For generating this embedding, we first create a new dataset, that contains the full list of spots, in the correct order and without augmentation.
full_ds = create_dataset(
adata, img, adata.obs_names.values, "cluster", augment=False, shuffle=False
)
Then, we instantiate another model without the output layer, in order to get the final embedding layer.
model_embed = tf.keras.Model(inputs, x)
embedding = model_embed.predict(full_ds)
We can then save the embedding in a new AnnData, and copy over all the relevant metadata from the AnnData with gene expression counts…
adata_resnet = AnnData(embedding, obs=adata.obs.copy())
adata_resnet.obsm["spatial"] = adata.obsm["spatial"].copy()
adata_resnet.uns = adata.uns.copy()
adata_resnet
AnnData object with n_obs × n_vars = 2688 × 2048
obs: 'in_tissue', 'array_row', 'array_col', 'n_genes_by_counts', 'log1p_n_genes_by_counts', 'total_counts', 'log1p_total_counts', 'pct_counts_in_top_50_genes', 'pct_counts_in_top_100_genes', 'pct_counts_in_top_200_genes', 'pct_counts_in_top_500_genes', 'total_counts_mt', 'log1p_total_counts_mt', 'pct_counts_mt', 'n_counts', 'leiden', 'cluster'
uns: 'cluster_colors', 'hvg', 'leiden', 'leiden_colors', 'neighbors', 'pca', 'rank_genes_groups', 'spatial', 'umap'
obsm: 'spatial'
… perform the standard clustering analysis.
sc.pp.scale(adata_resnet)
sc.pp.pca(adata_resnet)
sc.pp.neighbors(adata_resnet)
sc.tl.leiden(adata_resnet, key_added="resnet_embedding_cluster")
sc.tl.umap(adata_resnet)
Interestingly, it seems that despite the poor performance on the test set, the model has encoded some information relevant to separate spots from each other. The clustering annotation also resembles the original annotation based on gene expression similarity.

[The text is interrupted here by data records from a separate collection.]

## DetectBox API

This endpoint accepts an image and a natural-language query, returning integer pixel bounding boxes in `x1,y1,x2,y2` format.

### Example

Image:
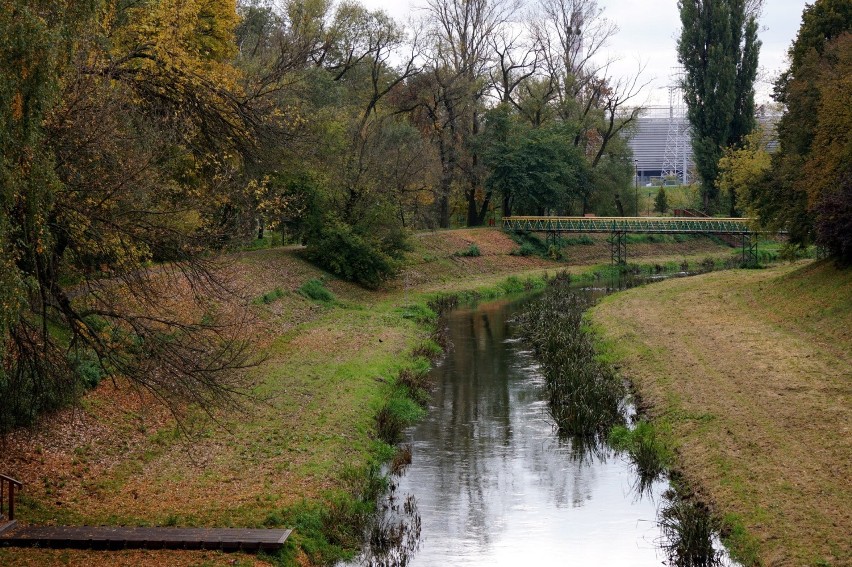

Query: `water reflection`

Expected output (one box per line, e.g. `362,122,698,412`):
392,303,663,566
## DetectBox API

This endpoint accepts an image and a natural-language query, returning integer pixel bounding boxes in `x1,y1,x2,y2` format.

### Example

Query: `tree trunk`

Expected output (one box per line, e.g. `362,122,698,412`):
503,195,512,217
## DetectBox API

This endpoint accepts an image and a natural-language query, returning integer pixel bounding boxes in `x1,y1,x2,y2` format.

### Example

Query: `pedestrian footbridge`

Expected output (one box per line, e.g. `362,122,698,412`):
503,217,759,264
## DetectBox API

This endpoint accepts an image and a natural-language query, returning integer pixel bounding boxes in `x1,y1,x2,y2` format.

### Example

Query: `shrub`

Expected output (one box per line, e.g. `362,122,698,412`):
299,278,335,303
375,397,424,445
306,222,401,289
608,420,672,489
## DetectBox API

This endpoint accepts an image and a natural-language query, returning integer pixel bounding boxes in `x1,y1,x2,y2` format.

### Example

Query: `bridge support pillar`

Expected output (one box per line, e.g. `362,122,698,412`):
609,231,627,266
742,233,757,266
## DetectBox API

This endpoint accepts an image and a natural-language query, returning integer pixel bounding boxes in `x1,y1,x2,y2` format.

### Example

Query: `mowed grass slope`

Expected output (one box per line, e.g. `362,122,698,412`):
592,262,852,566
0,229,732,565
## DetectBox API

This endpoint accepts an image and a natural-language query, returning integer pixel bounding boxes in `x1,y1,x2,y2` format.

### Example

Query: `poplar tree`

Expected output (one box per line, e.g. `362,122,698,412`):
677,0,760,212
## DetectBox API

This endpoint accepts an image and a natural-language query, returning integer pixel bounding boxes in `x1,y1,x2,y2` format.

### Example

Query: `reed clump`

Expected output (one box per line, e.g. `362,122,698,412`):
519,278,626,438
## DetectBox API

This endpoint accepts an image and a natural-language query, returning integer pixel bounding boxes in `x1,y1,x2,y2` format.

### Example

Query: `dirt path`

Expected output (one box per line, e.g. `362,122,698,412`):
0,229,732,565
593,266,852,565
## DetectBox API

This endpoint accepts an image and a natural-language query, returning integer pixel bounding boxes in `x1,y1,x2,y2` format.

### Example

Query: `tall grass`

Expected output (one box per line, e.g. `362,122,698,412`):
657,490,722,567
518,278,626,439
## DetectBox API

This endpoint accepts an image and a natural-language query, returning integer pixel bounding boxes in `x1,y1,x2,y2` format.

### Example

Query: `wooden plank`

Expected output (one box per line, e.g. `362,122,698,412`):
0,526,291,551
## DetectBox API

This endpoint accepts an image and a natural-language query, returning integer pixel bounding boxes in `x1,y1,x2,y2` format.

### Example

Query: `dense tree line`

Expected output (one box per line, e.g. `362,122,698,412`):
677,0,761,216
0,0,642,429
723,0,852,264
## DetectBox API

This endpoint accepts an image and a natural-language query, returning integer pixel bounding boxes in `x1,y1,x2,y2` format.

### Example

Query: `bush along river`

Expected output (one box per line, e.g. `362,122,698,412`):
342,274,732,566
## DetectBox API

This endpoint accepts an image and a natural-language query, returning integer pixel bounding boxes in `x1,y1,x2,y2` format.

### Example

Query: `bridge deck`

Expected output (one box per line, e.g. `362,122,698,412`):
0,525,290,551
503,216,754,234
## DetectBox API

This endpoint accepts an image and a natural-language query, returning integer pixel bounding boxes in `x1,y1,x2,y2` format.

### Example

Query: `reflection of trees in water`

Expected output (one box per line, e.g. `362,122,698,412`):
406,300,607,547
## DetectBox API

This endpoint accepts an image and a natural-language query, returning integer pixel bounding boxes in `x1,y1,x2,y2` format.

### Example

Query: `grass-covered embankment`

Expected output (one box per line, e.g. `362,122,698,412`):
0,230,732,565
591,263,852,565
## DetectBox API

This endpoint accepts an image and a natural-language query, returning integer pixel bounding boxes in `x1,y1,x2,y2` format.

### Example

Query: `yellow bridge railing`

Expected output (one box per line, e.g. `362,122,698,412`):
503,217,755,234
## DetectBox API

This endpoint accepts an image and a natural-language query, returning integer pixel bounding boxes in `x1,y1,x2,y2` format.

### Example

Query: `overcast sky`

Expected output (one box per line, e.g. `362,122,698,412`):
361,0,805,104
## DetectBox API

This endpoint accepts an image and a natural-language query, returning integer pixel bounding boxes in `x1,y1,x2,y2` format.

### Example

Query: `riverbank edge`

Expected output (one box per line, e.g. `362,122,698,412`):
587,261,849,567
583,296,760,567
290,258,768,565
0,242,752,565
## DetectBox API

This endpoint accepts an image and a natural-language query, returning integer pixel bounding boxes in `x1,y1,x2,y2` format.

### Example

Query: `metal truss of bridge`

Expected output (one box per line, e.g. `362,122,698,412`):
503,217,757,265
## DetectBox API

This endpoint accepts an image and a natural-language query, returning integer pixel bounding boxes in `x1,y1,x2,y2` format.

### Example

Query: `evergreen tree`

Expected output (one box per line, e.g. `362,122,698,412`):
677,0,760,212
742,0,852,263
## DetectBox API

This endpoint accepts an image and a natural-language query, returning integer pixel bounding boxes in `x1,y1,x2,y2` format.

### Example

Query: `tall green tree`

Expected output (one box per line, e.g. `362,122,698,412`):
677,0,760,212
743,0,852,263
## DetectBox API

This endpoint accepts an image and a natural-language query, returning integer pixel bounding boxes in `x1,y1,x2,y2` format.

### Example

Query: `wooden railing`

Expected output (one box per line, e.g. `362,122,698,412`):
0,474,24,523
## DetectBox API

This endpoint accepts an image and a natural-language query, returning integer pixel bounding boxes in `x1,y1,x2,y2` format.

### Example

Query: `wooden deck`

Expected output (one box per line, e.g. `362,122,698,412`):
0,525,291,551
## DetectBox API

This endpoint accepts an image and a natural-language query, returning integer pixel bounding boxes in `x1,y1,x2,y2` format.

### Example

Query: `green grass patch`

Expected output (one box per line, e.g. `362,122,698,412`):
252,287,284,305
299,278,337,303
453,244,482,258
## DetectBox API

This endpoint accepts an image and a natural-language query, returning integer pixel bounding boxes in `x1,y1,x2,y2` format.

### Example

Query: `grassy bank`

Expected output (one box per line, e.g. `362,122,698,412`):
0,230,732,565
591,263,852,565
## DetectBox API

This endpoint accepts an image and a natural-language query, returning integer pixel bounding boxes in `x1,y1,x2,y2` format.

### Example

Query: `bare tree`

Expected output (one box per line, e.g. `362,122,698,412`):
426,0,520,226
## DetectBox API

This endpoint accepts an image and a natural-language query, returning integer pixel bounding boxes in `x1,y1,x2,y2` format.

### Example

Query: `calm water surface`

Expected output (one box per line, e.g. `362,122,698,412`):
397,301,665,566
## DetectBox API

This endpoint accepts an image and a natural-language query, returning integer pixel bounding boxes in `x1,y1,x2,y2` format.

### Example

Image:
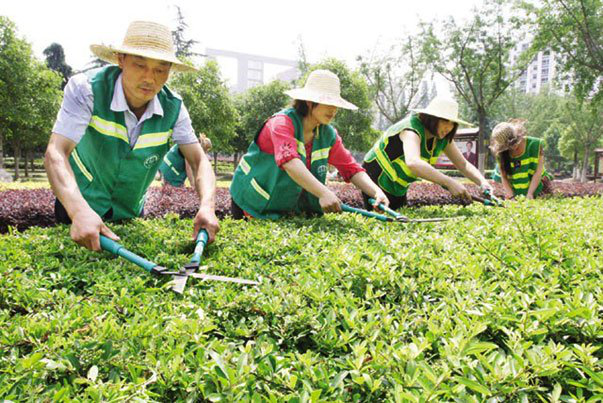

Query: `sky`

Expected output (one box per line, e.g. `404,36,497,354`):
0,0,479,89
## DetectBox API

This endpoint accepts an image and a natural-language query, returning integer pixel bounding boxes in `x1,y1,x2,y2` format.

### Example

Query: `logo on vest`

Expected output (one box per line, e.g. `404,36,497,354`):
143,154,159,169
316,165,327,176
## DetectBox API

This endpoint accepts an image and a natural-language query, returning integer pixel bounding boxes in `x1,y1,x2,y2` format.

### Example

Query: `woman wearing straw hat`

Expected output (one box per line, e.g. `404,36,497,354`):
490,119,551,199
44,21,219,250
230,70,389,219
363,97,492,209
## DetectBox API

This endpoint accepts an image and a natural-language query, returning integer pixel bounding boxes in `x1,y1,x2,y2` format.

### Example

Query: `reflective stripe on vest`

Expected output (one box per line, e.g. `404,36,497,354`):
90,115,130,144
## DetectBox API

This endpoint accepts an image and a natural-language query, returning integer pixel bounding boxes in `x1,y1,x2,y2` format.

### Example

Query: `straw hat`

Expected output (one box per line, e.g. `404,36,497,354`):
411,97,471,126
285,70,358,110
490,119,526,154
90,21,196,71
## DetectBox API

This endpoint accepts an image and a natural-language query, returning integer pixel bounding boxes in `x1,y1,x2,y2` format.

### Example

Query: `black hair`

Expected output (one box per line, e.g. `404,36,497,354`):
293,99,318,118
419,113,459,143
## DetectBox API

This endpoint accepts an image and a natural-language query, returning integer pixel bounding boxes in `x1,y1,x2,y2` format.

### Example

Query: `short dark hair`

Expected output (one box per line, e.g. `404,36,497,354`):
293,99,318,118
419,113,459,142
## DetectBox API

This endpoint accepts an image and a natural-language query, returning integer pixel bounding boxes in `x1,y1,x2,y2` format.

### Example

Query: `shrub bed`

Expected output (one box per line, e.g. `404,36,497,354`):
0,181,603,233
0,197,603,402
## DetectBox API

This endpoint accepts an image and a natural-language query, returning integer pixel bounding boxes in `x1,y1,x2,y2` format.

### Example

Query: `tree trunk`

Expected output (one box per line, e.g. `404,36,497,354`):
477,111,486,175
14,144,21,180
232,152,239,169
580,146,590,183
23,150,29,178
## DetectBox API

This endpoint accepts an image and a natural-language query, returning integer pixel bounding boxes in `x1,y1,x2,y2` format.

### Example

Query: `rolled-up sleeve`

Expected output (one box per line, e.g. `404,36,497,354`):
329,134,366,182
52,74,94,144
172,103,199,144
258,115,300,169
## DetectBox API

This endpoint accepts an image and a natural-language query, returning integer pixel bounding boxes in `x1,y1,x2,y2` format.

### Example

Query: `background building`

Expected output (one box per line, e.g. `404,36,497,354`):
205,49,301,93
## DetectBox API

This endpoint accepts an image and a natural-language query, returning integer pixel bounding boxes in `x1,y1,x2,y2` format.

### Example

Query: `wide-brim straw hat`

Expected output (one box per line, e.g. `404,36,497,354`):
90,21,197,71
490,119,526,155
411,97,473,126
285,70,358,110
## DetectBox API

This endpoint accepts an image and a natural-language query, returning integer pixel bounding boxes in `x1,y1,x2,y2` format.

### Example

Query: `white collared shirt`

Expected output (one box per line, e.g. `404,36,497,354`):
52,74,199,147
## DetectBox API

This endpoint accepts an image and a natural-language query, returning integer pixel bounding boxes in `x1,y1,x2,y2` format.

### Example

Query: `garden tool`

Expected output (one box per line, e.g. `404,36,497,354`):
172,229,259,294
369,199,457,223
100,230,258,294
471,189,504,207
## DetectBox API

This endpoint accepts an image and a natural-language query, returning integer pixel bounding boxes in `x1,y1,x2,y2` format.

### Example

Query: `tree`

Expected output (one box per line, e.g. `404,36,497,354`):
423,0,531,170
358,36,430,126
231,80,290,162
11,59,62,179
44,42,73,89
172,6,199,59
298,58,378,151
559,98,603,182
170,61,239,167
532,0,603,102
489,88,569,172
0,16,32,168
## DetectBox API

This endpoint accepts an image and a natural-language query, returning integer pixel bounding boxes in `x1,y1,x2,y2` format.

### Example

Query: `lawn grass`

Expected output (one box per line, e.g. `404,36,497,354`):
0,197,603,402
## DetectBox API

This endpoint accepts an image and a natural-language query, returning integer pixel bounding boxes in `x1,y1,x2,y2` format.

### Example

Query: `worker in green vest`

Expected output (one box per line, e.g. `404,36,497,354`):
364,97,492,209
490,119,551,199
230,70,389,219
44,21,219,250
159,133,212,190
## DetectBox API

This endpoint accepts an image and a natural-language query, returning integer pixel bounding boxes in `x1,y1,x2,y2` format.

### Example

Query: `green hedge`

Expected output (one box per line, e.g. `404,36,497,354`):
0,198,603,402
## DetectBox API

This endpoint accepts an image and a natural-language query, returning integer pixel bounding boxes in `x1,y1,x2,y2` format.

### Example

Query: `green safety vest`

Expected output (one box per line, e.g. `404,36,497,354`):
492,137,551,196
69,66,182,220
159,144,186,187
230,108,336,219
364,114,448,197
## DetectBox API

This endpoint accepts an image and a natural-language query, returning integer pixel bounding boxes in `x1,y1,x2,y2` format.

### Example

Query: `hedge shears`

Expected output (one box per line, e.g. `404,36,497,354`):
100,230,259,294
341,199,457,223
471,189,505,207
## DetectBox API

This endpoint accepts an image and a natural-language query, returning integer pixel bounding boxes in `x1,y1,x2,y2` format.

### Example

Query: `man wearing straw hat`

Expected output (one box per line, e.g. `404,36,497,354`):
44,21,219,250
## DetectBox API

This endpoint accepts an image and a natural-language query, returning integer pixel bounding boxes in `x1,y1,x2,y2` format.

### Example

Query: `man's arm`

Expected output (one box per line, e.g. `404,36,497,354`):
44,133,119,251
178,143,220,242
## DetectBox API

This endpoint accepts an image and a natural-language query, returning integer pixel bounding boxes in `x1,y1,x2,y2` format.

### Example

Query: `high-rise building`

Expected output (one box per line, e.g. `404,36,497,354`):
205,49,300,93
510,42,558,94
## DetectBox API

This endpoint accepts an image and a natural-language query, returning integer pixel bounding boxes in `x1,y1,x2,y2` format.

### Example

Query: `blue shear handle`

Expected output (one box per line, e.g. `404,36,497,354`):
100,235,157,272
341,203,392,221
191,229,209,263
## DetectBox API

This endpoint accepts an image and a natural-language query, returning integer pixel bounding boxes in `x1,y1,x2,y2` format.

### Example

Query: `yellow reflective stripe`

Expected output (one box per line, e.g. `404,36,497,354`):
251,178,270,200
376,148,408,187
239,158,251,175
295,139,306,158
394,159,417,179
521,157,538,165
71,149,93,182
511,169,536,179
134,130,172,150
312,148,331,162
90,115,130,144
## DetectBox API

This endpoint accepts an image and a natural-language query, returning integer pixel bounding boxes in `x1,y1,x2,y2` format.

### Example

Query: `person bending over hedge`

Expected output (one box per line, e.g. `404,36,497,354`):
490,119,551,199
230,70,389,219
159,133,212,190
363,97,492,209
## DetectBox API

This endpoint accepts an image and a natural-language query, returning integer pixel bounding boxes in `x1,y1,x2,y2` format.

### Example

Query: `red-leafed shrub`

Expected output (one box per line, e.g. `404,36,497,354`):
0,182,603,233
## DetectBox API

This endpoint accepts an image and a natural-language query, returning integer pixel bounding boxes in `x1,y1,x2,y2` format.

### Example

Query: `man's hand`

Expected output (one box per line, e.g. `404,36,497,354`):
193,207,220,243
479,181,494,195
318,190,341,213
446,178,471,202
70,209,119,251
373,188,389,210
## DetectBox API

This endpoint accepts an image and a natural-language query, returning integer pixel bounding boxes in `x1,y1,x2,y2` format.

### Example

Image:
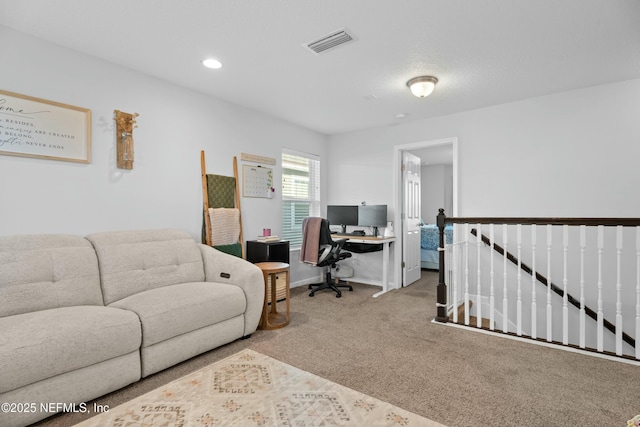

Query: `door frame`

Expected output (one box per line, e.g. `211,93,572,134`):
393,137,458,288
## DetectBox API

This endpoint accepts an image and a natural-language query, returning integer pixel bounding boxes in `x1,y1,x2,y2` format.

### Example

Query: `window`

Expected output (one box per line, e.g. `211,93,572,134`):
282,150,320,248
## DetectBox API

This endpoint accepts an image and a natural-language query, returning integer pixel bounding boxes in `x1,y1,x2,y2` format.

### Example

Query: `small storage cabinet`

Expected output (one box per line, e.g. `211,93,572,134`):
247,240,289,304
247,240,289,264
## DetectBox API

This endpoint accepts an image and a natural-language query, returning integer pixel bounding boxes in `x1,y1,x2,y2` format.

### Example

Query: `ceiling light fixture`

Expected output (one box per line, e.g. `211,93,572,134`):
202,58,222,70
407,76,438,98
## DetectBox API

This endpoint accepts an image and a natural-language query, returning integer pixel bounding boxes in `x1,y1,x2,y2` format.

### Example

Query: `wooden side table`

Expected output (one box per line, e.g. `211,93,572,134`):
256,262,291,329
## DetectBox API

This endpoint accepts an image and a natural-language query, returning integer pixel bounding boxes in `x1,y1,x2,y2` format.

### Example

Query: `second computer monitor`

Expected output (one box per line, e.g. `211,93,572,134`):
358,205,387,235
327,205,358,233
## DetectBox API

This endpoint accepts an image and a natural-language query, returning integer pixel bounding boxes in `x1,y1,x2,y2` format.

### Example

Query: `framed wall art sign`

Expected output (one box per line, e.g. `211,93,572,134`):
0,90,91,163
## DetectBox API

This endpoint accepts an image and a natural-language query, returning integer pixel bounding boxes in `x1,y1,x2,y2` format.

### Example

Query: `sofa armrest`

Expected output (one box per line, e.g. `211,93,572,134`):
198,244,264,336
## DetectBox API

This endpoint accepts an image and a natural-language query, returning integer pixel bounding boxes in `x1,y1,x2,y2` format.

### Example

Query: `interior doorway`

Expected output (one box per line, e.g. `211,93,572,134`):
394,137,458,288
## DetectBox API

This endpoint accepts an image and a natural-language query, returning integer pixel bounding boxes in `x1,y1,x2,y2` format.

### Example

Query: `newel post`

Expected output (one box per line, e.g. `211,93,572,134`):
436,208,449,323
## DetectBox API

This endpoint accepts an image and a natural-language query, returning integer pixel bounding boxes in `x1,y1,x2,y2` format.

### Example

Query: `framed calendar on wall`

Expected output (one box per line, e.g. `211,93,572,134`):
242,165,274,199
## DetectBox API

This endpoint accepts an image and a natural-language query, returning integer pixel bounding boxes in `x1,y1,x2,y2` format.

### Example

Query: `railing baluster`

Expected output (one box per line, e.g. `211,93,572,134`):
547,224,553,342
451,237,460,323
476,224,482,328
596,225,604,352
580,225,587,348
489,224,496,331
531,224,538,339
502,224,509,333
616,225,622,356
562,225,569,345
464,223,470,325
516,224,522,336
636,227,640,360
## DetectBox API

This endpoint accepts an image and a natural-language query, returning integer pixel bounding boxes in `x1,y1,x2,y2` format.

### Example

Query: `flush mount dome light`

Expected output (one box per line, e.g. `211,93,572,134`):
202,58,222,70
407,76,438,98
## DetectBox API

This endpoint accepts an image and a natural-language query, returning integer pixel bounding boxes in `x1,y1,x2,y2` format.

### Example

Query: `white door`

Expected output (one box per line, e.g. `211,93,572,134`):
402,151,420,286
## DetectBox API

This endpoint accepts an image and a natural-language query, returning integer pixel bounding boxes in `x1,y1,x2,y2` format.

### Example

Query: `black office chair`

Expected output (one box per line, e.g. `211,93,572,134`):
302,218,353,298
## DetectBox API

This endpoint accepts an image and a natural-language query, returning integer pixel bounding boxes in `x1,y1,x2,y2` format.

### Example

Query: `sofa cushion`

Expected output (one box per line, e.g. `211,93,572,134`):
0,234,103,317
0,306,142,393
87,230,204,305
110,282,247,347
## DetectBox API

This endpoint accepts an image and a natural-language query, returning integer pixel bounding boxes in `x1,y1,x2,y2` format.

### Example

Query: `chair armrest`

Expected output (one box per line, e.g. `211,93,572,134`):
198,244,264,336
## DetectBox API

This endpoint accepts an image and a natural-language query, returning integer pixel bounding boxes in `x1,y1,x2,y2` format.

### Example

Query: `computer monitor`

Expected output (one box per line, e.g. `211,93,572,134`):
358,205,387,236
327,205,358,233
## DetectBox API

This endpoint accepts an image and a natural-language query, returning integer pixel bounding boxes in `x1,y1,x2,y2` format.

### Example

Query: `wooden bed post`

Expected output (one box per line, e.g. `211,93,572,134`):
200,150,211,246
436,209,449,323
233,156,244,259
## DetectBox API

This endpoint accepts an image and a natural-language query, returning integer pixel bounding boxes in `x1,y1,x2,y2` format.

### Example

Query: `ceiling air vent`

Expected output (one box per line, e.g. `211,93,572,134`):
304,28,357,54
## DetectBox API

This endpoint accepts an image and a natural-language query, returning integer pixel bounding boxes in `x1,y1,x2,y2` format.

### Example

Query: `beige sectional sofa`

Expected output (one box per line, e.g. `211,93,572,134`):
0,230,264,426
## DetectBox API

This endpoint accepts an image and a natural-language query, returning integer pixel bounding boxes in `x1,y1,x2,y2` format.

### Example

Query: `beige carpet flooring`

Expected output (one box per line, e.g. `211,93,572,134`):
33,271,640,427
69,349,444,427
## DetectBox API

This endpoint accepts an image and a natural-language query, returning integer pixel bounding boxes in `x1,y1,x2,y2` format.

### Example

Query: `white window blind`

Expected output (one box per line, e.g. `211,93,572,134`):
282,150,320,249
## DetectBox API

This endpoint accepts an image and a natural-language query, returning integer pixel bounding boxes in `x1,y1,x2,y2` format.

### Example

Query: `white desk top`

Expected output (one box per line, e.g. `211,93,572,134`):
331,234,396,244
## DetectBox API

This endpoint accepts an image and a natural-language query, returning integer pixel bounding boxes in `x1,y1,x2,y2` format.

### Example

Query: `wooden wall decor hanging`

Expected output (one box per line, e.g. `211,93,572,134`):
114,110,139,169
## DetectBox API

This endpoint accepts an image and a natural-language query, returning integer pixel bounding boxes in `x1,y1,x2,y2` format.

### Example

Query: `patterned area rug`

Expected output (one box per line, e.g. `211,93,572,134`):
76,350,442,427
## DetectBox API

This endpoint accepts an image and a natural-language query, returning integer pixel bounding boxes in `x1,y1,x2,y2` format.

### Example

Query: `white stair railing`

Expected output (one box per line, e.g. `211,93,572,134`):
436,211,640,360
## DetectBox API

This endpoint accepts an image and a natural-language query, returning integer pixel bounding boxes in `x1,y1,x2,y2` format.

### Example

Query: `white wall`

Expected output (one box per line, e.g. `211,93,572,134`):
0,27,327,286
328,79,640,217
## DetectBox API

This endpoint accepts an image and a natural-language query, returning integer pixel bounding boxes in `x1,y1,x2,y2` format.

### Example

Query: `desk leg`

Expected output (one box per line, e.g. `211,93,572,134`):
373,242,390,298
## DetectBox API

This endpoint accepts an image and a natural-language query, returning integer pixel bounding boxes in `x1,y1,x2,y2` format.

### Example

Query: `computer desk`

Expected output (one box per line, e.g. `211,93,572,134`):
331,233,396,298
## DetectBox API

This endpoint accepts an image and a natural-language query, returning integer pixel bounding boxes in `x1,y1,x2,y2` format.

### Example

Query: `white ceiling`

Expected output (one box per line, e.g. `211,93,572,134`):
0,0,640,134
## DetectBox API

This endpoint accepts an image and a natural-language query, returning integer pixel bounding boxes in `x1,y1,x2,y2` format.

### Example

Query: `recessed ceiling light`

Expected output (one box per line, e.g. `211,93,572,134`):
202,58,222,70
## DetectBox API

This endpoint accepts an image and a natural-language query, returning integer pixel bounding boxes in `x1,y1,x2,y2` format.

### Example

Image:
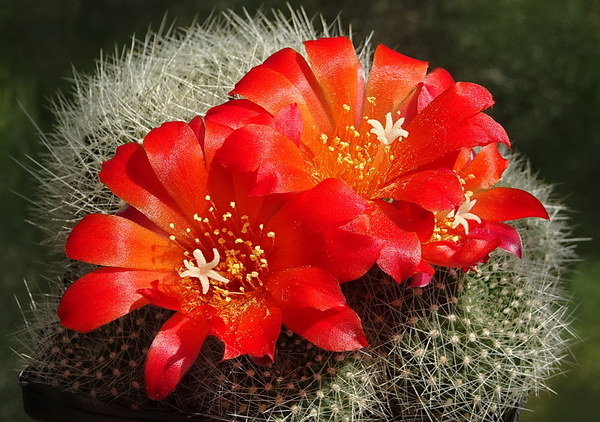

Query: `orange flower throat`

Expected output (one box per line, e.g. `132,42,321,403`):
160,195,275,312
310,97,408,199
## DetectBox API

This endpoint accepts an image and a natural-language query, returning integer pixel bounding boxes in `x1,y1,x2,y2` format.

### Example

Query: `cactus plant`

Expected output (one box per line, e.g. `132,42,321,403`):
16,7,575,422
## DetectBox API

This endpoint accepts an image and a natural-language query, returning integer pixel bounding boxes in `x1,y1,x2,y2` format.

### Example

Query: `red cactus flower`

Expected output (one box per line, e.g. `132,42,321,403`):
418,144,549,268
58,117,381,400
216,37,509,284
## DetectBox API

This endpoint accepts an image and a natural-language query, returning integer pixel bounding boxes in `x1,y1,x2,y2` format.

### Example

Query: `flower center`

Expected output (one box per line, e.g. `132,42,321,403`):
161,195,275,312
431,191,481,242
310,98,408,199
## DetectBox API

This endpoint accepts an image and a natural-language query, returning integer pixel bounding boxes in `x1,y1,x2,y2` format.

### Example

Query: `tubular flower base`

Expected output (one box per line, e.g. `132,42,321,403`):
217,37,546,286
20,8,574,422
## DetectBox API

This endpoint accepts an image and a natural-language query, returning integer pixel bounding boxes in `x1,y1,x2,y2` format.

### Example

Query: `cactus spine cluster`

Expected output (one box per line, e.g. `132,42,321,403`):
16,7,574,422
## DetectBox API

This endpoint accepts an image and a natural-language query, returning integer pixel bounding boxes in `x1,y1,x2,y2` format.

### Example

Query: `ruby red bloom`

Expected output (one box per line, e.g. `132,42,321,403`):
58,118,381,399
416,144,548,268
217,37,509,284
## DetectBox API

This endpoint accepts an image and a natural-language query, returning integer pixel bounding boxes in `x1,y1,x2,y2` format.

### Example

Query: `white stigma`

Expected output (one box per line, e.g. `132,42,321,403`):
448,195,481,234
179,248,229,294
367,113,408,145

sc.set_figure_params(facecolor="white", figsize=(8, 8))
sc.pl.umap(
adata_resnet, color=["cluster", "resnet_embedding_cluster"], size=100, wspace=0.7
)
We can visualize the same information in spatial coordinates. Again some clusters seems to closely recapitulate the Hippocampus and Pyramidal layers clusters. It seems to have worked surprisingly well!
sq.pl.spatial_scatter(
adata_resnet,
color=["cluster", "resnet_embedding_cluster"],
frameon=False,
wspace=0.5,
)
An additional analysis could be to integrate information of both gene expression and the features learned by the ResNet classifier, in order to get a joint representation of both gene expression and image information. Such integration could be done for instance by concatenating the resulting PCA from the gene expression adata
and the ResNet embedding adata_resnet
. After concatenating the principal components, you could follow the usual steps of building a KNN graph and clustering with the leiden algorithm.
With this tutorial we have shown how to interface the Squidpy workflow with modern deep learning frameworks, and have inspired you with additional analysis that leverage several data modalities and powerful DL-based representations.